EIS stands for Environmental Impact Statement.

The RMS has a duty by law to consider the impacts of its activities on the environment.

"An EIS is an assessment of the known impacts of a preferred design on the biophysical, social and economic environment," Coffs Bypass Action Group (CBAG) spokesman Rod McKelvey said.

An EIS should contain the design in full including tunnels, bridges and interchanges and all the individual reports from noise and visual amenity through to Aboriginal cultural heritage and socio-economic impacts.

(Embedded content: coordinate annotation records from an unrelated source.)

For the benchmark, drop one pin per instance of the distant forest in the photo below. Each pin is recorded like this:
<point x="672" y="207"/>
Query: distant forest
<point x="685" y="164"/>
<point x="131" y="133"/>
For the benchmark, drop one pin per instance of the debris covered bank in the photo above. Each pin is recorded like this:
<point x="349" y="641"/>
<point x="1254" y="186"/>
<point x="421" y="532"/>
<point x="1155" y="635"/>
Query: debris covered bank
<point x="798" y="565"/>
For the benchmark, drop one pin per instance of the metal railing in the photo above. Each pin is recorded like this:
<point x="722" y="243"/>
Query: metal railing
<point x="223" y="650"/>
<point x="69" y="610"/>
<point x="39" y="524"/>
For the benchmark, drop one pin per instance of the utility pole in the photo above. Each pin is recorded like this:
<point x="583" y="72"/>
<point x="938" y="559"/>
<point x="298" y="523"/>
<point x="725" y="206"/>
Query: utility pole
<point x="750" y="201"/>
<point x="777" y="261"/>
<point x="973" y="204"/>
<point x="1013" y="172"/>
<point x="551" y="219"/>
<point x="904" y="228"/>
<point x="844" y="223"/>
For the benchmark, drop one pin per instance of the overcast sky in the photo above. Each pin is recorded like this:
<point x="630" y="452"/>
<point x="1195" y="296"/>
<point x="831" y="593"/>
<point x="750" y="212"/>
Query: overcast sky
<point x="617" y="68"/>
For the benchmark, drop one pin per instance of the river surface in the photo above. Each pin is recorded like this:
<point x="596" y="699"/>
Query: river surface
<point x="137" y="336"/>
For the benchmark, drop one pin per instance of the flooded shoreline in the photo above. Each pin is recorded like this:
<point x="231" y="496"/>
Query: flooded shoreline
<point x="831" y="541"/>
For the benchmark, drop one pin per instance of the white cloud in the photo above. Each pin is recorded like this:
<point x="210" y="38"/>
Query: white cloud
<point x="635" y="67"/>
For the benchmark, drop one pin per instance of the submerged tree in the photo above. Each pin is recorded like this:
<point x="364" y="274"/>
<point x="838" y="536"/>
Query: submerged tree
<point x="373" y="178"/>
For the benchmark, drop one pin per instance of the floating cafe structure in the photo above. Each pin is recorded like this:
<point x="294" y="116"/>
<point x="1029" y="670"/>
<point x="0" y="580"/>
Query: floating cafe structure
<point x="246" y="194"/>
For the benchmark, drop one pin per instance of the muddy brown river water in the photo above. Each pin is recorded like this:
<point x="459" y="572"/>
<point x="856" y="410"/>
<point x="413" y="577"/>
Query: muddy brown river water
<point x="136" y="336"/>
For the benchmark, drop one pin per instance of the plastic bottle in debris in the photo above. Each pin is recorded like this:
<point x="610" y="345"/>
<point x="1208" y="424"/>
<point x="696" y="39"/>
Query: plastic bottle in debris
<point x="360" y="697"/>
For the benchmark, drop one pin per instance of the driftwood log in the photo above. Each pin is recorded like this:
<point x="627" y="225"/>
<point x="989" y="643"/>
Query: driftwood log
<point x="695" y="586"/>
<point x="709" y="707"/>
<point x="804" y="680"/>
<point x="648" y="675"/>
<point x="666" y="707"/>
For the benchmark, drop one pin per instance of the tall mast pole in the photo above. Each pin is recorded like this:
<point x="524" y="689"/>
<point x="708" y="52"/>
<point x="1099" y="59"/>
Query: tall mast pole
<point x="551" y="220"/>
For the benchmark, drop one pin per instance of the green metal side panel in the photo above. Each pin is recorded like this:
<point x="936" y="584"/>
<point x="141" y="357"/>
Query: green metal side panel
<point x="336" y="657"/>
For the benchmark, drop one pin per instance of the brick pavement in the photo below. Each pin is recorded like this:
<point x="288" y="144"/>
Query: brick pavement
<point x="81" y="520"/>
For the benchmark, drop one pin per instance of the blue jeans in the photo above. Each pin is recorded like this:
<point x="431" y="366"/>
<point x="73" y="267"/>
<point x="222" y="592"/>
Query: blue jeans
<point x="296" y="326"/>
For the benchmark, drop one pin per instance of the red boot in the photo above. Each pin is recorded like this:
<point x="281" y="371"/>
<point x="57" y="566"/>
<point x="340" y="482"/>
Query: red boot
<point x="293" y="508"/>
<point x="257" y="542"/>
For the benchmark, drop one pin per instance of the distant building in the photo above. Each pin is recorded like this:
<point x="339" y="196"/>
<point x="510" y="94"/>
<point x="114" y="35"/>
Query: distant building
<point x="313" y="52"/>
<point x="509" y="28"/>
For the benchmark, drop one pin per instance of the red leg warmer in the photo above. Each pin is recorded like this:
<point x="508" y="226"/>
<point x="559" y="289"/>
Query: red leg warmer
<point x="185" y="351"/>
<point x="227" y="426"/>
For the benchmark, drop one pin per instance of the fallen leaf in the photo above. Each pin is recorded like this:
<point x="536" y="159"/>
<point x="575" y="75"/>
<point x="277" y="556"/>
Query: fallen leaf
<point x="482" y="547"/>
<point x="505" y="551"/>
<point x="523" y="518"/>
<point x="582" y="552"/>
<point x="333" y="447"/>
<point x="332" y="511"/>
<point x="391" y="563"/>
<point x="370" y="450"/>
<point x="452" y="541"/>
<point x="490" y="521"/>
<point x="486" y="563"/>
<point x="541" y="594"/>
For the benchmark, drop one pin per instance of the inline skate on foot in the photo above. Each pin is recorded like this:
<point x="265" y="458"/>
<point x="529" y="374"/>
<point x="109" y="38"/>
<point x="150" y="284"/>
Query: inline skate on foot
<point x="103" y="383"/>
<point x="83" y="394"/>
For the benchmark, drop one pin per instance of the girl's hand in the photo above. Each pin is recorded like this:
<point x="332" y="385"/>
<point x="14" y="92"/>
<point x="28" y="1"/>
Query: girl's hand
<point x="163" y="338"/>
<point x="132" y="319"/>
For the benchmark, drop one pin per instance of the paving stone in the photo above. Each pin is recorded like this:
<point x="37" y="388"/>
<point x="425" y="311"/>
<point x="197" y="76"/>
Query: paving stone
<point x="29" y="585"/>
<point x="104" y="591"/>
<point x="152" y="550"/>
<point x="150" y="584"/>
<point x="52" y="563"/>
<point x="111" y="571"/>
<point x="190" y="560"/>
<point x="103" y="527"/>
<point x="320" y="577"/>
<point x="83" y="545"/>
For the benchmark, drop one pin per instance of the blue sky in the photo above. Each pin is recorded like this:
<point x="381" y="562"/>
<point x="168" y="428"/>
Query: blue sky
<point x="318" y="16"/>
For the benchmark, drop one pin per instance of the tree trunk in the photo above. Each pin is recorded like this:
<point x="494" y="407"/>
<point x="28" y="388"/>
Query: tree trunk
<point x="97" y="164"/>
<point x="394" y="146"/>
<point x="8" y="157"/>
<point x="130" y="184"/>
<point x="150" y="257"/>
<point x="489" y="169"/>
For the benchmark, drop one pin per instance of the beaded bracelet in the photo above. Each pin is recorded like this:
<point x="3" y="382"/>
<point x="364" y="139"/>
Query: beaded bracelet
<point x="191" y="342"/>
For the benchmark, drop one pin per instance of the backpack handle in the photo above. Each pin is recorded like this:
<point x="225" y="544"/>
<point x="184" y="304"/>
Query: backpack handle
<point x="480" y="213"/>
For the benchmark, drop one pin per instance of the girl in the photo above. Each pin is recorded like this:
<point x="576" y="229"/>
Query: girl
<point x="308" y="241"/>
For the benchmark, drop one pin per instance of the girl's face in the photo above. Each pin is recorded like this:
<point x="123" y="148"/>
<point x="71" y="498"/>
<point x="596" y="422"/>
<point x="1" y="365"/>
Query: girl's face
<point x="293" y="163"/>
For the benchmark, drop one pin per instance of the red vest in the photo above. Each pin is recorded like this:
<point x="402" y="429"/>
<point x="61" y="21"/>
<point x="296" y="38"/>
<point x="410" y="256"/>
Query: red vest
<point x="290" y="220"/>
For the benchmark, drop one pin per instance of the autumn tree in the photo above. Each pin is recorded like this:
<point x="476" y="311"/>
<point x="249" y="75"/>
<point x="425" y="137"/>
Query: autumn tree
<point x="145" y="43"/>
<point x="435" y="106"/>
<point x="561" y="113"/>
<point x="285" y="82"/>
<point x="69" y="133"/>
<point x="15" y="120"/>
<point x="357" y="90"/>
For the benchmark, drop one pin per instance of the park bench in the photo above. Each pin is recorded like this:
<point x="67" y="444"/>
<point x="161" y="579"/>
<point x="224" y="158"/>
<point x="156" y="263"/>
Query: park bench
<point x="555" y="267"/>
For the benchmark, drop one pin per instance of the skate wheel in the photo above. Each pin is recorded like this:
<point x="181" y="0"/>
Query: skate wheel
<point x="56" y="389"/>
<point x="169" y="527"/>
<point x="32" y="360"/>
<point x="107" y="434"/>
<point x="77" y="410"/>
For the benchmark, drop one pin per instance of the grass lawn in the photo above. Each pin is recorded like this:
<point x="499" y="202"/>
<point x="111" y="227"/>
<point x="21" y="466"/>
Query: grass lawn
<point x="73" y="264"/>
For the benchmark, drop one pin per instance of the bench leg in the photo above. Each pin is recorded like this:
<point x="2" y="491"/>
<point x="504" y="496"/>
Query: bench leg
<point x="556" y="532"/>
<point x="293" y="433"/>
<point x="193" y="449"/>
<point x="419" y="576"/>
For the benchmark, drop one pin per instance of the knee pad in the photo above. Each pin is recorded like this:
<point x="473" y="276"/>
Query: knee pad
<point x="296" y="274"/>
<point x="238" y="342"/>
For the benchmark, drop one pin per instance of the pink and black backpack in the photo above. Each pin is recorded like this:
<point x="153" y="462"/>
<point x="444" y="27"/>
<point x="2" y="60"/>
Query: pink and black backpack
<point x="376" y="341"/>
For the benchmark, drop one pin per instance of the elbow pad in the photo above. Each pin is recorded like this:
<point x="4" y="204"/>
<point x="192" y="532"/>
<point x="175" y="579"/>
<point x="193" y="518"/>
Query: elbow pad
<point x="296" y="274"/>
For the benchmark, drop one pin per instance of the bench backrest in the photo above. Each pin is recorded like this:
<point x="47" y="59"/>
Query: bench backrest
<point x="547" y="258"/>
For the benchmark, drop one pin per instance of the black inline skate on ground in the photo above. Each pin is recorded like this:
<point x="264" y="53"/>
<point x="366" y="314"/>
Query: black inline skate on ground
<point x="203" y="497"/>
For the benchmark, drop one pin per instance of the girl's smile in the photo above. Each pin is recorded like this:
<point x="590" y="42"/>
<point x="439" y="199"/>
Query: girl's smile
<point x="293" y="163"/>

"The EIS due to be released at the end of this month, should be the three-tunnel concept design that was promised again and again to this community," Mr McKelvey said.

 

An artist impression of how the Korora interchange will look.
An artist impression of how the Korora interchange will look. Roads and Maritime Services

During the feedback process (submission closed on November 30 last year) to their cuttings design, RMS received over 800 submissions from the community which identified a large number of concerns about impacts that any design would have on the community.

"In response to community feedback, the project team is investigating tunnels, lowering the gradient of the alignment, and noise-reducing pavement," Minister Toole's statement said.

Once the EIS has been put on display, the RMS is obliged to provide the Coffs Harbour community with sufficient time and a variety of options to comment on all aspects of the design. They must also provide a clear process for how those comments will be addressed.